Determining salaries by how long people have been at the company seems like "quite a rigid structure," he said.
He added that engineers get little recognition for the work they do, with individual names rarely mentioned within the company or in the media.
He feels that not many young people want to become engineers, and hopes his award will lead to greater interest from the younger generation.

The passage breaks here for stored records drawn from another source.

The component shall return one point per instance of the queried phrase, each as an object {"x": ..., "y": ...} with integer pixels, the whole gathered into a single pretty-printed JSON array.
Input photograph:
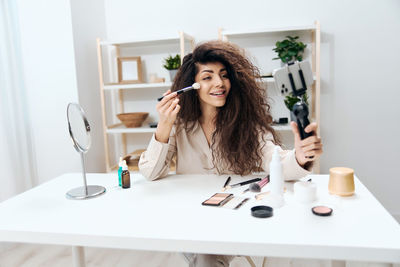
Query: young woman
[
  {"x": 225, "y": 126},
  {"x": 222, "y": 128}
]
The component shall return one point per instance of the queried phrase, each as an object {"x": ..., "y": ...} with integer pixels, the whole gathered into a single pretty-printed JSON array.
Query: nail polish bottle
[
  {"x": 125, "y": 176},
  {"x": 120, "y": 172}
]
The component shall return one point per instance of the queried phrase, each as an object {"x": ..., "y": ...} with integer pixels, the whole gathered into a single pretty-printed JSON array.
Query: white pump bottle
[{"x": 276, "y": 180}]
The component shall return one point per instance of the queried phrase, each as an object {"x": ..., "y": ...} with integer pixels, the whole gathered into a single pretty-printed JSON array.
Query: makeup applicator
[{"x": 181, "y": 91}]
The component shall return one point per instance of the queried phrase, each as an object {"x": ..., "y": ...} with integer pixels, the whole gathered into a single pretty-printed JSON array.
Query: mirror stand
[{"x": 85, "y": 191}]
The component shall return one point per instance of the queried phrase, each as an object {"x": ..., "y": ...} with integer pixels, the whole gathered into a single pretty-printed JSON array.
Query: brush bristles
[{"x": 196, "y": 86}]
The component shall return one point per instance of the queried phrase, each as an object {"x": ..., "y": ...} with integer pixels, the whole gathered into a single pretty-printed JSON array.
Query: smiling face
[{"x": 214, "y": 85}]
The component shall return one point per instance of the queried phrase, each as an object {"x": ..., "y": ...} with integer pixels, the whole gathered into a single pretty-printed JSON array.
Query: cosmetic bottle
[
  {"x": 275, "y": 169},
  {"x": 125, "y": 176},
  {"x": 120, "y": 172},
  {"x": 275, "y": 199}
]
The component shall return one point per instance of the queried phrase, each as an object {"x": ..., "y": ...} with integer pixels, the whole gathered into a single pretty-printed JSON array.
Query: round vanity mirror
[{"x": 79, "y": 130}]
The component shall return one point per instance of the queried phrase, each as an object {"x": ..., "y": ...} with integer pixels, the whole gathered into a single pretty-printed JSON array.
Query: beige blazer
[{"x": 194, "y": 156}]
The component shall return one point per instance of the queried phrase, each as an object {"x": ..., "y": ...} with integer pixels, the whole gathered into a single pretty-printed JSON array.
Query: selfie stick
[{"x": 300, "y": 109}]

Teranishi is now a professor at the University of Hyogo and Shizuoka University, and said he has enjoyed speaking to high school students since he won the award.
Witnessing small and midsize enterprises in traditionally industrial areas of Tokyo decline with no one to inherit family businesses, and factories being replaced by apartment blocks, Teranishi suggested that independent engineers may face more challenges with globalization.
"Nowadays, you are competing against the whole world," he said. "It's probably really tough for a technical expert to do both skilled work and business management at the same time."
Citing the division of labor in Europe and America where everyone has a specified job description, he feels the "let's just all do it together" attitude in Japan may not work anymore.
"It could be that we can't compete with the rest of the world anymore doing things that way."
Looking ahead to the future of image sensors, Teranishi feels one peak has been reached, with around 400 million phones produced annually that incorporate his technology. Next, he says, is the era of "images that you don't see."
For facial recognition and gesture input for games, he said, "No one sees the image but the computer is processing information. So there are many cases where a human doesn't see the image."
The same can be said for self-driving cars in which artificial intelligence determines when to apply the brakes. "That sort of thing will increase a lot," he predicted.
Teranishi also thinks different types of light, for example X-rays which he works on, have a lot of potential. At Hyogo University, where he is a professor, researchers are working on low-energy X-ray image sensors which could be used in the analysis of protein structures, for example.